Vietnam's instinct will be to preserve the language of solidarity while avoiding costly commitments to Cuba's defense. But that balancing act is becoming harder to maintain. Last October's UN resolution calling for an end to the American embargo passed 165 to 7, with 12 abstentions. A year earlier, the same resolution had passed 187 to 2, with just one abstention. The diplomatic shelter Vietnam has long enjoyed is shrinking, and Washington is working deliberately to shrink it further.

Yet there is a more constructive path available. Vietnam is one of the few countries that enjoys genuine goodwill in both Havana and Washington. It could serve as an intermediary should the two sides move toward negotiation—a role that would cost little while supporting a stable, non-violent outcome. More importantly, Vietnam can offer Cuba something more valuable than rice: the example of its own transformation. Both countries were abandoned by the collapse of the Soviet Union, but their paths diverged sharply. Vietnam converted a bankrupt command economy into one of the developing world's great success stories.
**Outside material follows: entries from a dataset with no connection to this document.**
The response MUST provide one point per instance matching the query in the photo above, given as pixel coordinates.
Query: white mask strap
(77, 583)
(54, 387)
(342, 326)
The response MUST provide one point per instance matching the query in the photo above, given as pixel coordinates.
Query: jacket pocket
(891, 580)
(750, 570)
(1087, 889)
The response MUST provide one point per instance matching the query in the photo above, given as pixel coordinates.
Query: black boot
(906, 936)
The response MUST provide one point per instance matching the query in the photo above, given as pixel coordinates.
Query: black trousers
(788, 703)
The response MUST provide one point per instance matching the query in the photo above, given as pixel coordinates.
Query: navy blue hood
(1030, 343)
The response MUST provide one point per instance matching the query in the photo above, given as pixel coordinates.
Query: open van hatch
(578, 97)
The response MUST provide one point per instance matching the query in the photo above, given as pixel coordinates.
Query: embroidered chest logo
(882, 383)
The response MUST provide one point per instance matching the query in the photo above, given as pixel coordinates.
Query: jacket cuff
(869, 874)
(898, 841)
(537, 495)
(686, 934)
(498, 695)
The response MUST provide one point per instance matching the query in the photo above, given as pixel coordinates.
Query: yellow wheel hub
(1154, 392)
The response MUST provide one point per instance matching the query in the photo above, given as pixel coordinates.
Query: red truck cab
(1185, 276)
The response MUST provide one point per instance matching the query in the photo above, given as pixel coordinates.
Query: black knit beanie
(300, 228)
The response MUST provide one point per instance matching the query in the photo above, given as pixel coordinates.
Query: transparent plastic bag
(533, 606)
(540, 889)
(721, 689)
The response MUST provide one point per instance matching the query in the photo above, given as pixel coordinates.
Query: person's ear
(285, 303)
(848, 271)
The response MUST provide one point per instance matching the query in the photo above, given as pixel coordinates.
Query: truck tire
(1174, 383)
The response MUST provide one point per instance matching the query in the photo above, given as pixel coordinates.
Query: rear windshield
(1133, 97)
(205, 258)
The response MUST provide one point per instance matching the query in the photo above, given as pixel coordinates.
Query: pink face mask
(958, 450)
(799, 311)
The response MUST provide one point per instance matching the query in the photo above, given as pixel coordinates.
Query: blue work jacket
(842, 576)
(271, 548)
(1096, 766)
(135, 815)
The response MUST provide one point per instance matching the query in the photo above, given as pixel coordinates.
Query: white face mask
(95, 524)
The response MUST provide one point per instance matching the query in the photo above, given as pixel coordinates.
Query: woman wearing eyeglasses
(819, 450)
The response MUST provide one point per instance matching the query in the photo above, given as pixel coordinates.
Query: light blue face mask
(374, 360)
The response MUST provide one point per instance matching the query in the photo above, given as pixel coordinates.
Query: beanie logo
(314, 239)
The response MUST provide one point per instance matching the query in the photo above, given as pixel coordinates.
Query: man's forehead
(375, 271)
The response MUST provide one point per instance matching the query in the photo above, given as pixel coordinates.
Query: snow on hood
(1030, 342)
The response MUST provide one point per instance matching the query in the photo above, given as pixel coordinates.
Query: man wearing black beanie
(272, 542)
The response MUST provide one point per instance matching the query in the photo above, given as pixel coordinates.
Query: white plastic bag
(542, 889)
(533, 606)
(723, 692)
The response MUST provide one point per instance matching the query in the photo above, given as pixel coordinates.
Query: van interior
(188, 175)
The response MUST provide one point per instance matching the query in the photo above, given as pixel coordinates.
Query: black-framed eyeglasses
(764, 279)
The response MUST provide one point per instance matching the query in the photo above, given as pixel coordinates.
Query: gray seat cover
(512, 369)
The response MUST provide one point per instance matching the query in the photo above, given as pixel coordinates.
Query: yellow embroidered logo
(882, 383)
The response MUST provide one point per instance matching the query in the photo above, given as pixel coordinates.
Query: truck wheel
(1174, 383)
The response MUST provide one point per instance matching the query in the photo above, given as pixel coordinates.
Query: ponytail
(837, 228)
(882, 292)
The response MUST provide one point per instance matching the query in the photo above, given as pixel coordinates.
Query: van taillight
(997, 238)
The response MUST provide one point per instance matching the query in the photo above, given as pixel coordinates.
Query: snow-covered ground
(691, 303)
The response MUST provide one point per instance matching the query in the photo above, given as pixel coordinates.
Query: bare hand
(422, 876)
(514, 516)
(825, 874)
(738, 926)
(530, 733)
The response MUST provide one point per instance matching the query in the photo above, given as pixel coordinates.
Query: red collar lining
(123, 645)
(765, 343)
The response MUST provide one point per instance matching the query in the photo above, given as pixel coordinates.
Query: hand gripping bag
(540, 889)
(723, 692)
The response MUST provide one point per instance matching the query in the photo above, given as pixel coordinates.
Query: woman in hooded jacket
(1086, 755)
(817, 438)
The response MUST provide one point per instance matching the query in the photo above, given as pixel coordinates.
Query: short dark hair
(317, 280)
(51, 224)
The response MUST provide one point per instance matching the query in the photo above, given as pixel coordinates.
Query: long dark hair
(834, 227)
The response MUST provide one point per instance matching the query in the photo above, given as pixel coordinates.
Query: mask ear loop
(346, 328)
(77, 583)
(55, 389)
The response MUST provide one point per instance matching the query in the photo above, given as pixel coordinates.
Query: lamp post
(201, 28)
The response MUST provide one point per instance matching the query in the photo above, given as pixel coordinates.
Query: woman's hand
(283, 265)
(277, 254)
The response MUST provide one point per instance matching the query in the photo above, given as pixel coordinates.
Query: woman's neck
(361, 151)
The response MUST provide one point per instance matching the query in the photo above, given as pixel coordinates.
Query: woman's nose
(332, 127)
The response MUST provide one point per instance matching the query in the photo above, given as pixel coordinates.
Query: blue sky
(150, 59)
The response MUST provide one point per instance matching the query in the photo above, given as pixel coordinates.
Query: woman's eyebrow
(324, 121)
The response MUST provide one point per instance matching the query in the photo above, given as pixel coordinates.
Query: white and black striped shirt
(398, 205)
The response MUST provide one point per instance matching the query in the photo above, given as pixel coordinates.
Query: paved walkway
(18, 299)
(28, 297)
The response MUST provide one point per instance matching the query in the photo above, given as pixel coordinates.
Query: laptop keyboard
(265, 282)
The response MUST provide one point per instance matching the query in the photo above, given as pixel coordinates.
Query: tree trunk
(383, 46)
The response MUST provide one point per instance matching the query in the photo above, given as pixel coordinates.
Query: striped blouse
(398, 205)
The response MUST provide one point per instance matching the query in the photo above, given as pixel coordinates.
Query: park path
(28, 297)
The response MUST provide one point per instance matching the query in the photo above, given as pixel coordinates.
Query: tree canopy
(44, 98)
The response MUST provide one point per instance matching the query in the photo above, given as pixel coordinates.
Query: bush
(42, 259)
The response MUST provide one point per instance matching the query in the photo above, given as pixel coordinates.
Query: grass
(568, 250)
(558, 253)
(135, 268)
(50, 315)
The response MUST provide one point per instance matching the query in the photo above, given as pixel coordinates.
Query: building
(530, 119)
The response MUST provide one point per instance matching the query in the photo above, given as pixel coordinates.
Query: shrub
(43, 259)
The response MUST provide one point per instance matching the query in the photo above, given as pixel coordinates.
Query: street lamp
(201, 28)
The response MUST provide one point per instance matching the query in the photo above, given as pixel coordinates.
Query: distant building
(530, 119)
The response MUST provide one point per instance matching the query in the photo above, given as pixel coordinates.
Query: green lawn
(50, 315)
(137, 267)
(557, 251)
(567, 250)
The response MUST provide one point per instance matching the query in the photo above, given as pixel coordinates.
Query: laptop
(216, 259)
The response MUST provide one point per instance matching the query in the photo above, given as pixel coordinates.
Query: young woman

Havana clung to the old model and deepened its isolation instead. Vietnam fought wars against both the United States and China, leaving those relationships in ruins. Through openness, diplomacy, and genuine economic reform, it converted both former adversaries into essential partners. Cuba absorbed the rhetoric of the Vietnamese example without absorbing its substance.

Hanoi has begun, cautiously, to make this case. Vietnamese leaders offer the lessons of reform to their Cuban counterparts in nearly every conversation, while Vietnamese firms continue investing in Cuba despite significant risks and modest returns. This is where Vietnam's influence can be most productively spent: encouraging the reforms and opening that might prevent a more disruptive transition. In the worst case, if Cuba's government collapses, Vietnam will lose one of its most enduring diplomatic friendships. Hanoi will do what it can to prevent that outcome—through aid, investment, diplomatic support, and the power of its own example. But the decisive choices belong to Havana. Vietnam has demonstrated that a socialist state can reform, open to the world, and prosper without sacrificing political stability. The model exists. Cuba must decide whether to follow it.

For Vietnam, Cuba is willing to shed its blood
— Fidel Castro, September 1973, in Quang Tri Province
Vietnam has shown that a socialist state can reform, open up and prosper without sacrificing political stability
— Analysis of Vietnam's transformation as model for Cuba
A Conversa do Hearth Outra perspectiva sobre a história
Inventor

Why does Vietnam's position matter so much here? Cuba has other friends.

Model

Vietnam is one of the few countries trusted by both Washington and Havana. That's rare. Most countries have to choose sides. Vietnam hasn't had to—until now.

Inventor

But Vietnam has its own problems. Why risk the US partnership for Cuba?

Model

Because sixty years of solidarity isn't just sentiment. It's a signal to every other small country that Vietnam keeps its word. If Vietnam abandons Cuba quietly, who will trust Vietnam next?

Inventor

So Vietnam is trapped.

Model

Not trapped. But the old solution—symbolic support that costs nothing—doesn't work anymore. Washington is serious about Cuba. The stakes are real.

Inventor

What could Vietnam actually do that would matter?

Model

Be an intermediary if dialogue becomes possible. Keep investing despite the risk. Most importantly, keep showing Cuba that reform works. Vietnam did it. That example is worth more than rice.

Inventor

And if Cuba doesn't listen?

Model

Then Vietnam loses a friend. But at least it will have tried, and tried honestly. That matters for how the world sees Vietnam.

Inventor

Is there any scenario where this ends well?

Model

Only if Cuba chooses to reform before it's forced to. Vietnam can't make that choice for them. It can only show that it's possible.